Pobres coitados os pesquisadores de brilho. Quanta hipocrisia frente a uma face fosca. A velha história do frasco não procede. A intensa e interminável guerra estética é um revés das promanações. Feias e santas promanações.
Na profundidade da louça, a resiliência do conteúdo. Conteúdo que não tem obrigação de valer. Nem tudo o que é profundo suporta. Nem tudo o que é caro tem valor. Nem tudo o que importa é importante.
A vidraria mais antiga e peculiar de meu armário foi encontrada no seu abandono da inutilidade. A carestia das novas peças ornamentadas de requinte retirou o seu valor de forma subitânea. Não permitiram o tempo do luto. Não a desguarneceram sequer de seu conteúdo para que fosse realojado. Vidraria e teor largados ao relento. Vida despovoada por uma hipocrisia de superioridade.

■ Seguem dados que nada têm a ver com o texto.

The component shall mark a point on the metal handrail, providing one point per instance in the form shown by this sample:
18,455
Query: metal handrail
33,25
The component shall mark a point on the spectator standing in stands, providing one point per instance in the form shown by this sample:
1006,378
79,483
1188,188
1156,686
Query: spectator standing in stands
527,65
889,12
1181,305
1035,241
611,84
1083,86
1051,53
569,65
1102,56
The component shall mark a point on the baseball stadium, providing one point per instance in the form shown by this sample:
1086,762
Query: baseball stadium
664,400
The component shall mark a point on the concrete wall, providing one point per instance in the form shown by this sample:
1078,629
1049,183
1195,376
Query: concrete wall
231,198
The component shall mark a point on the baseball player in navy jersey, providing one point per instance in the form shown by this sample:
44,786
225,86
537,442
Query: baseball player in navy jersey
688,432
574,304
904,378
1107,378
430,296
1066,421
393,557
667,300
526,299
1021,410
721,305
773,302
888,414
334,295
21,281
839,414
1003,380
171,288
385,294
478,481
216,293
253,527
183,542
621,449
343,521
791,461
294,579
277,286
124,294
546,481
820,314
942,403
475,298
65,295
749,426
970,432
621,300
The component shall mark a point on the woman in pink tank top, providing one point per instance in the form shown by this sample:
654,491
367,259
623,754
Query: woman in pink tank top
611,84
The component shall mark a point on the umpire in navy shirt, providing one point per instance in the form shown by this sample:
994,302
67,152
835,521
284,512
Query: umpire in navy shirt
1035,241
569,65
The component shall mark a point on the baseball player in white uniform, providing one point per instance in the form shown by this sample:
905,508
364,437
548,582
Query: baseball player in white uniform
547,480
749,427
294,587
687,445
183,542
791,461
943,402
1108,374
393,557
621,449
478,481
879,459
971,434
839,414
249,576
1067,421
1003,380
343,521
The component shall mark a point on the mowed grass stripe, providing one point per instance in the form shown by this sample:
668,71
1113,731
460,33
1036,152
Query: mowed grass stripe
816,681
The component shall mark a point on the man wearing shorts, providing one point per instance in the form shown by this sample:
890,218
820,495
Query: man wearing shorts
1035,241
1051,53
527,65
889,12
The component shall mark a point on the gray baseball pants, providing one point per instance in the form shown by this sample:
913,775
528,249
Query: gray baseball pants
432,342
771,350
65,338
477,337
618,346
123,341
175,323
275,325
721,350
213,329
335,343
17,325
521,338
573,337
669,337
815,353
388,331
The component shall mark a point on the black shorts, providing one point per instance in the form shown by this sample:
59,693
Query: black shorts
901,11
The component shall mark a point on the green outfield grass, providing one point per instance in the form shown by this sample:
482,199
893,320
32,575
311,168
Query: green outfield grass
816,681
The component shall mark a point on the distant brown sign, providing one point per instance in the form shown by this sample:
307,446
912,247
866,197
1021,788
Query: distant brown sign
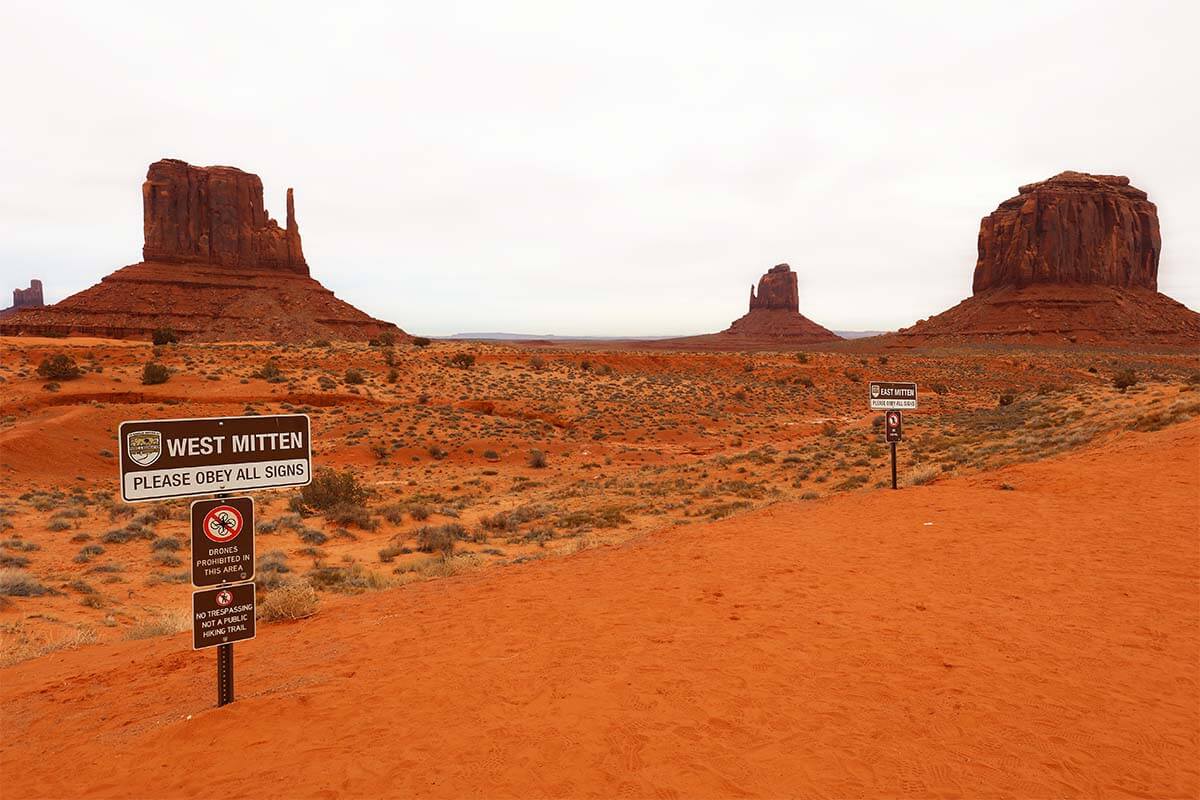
222,541
222,615
178,458
893,426
885,395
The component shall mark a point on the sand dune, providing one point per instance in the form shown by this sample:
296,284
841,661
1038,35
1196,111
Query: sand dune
948,641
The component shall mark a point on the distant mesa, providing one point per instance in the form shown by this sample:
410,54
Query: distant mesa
1069,259
30,298
775,311
216,268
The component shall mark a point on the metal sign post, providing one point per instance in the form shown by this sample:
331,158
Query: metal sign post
175,458
891,397
893,432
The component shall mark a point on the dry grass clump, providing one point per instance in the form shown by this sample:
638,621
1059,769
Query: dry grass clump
289,601
18,643
18,583
922,474
162,623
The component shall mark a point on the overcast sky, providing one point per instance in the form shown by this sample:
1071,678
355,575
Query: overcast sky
598,168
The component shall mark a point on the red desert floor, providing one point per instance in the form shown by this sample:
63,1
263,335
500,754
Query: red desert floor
955,639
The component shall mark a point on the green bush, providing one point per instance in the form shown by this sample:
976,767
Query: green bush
384,340
1125,379
165,336
155,373
438,539
330,489
270,372
59,367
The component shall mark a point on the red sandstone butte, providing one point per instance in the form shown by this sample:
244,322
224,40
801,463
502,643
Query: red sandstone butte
216,268
30,298
775,311
1069,259
215,215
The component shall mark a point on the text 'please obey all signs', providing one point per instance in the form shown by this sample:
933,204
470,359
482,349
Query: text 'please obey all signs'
175,458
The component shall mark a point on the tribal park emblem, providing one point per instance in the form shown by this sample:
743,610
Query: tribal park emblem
143,446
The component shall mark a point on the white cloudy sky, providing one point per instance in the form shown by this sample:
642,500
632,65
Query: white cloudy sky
605,168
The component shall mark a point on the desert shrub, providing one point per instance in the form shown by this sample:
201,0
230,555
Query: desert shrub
438,539
330,489
312,536
270,372
289,601
155,373
16,583
59,367
607,517
1125,379
352,515
87,552
165,336
384,340
922,474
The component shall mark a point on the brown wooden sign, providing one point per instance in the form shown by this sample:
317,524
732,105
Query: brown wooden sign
885,395
222,615
222,541
893,426
178,458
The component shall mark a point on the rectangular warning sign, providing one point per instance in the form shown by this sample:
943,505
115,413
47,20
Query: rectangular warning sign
893,395
222,615
222,541
178,458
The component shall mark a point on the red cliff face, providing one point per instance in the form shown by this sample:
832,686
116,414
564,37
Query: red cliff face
775,312
1069,260
215,215
30,298
216,268
1073,228
777,289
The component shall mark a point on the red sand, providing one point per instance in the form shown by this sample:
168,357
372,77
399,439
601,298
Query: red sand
1041,642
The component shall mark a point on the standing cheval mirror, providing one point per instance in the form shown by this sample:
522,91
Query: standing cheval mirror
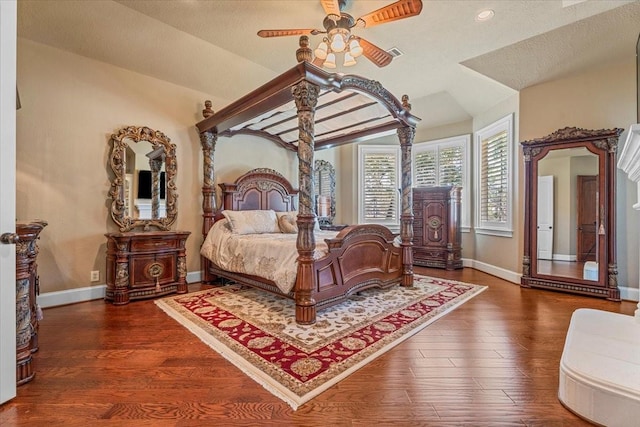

Vã impressão de felicidade adereçada. Os loucos é que entendem as desimportâncias precípuas. Abraçam com ardor as loucuras das louças velhas. A dignidade do tempo. A experiência e sabedoria das ranhuras.
Vidas de louça a todos! Vidas de cicatrizes sem remendos! Vidas orgulhosas de feridas incuráveis e de relevo eminente! Vidas de toques pedintes e fundamentais a todos os mortais! Vidas com cheiro de tempo a todos os loucamente embebidos de sanidade vital.
THIANE ÁVILA.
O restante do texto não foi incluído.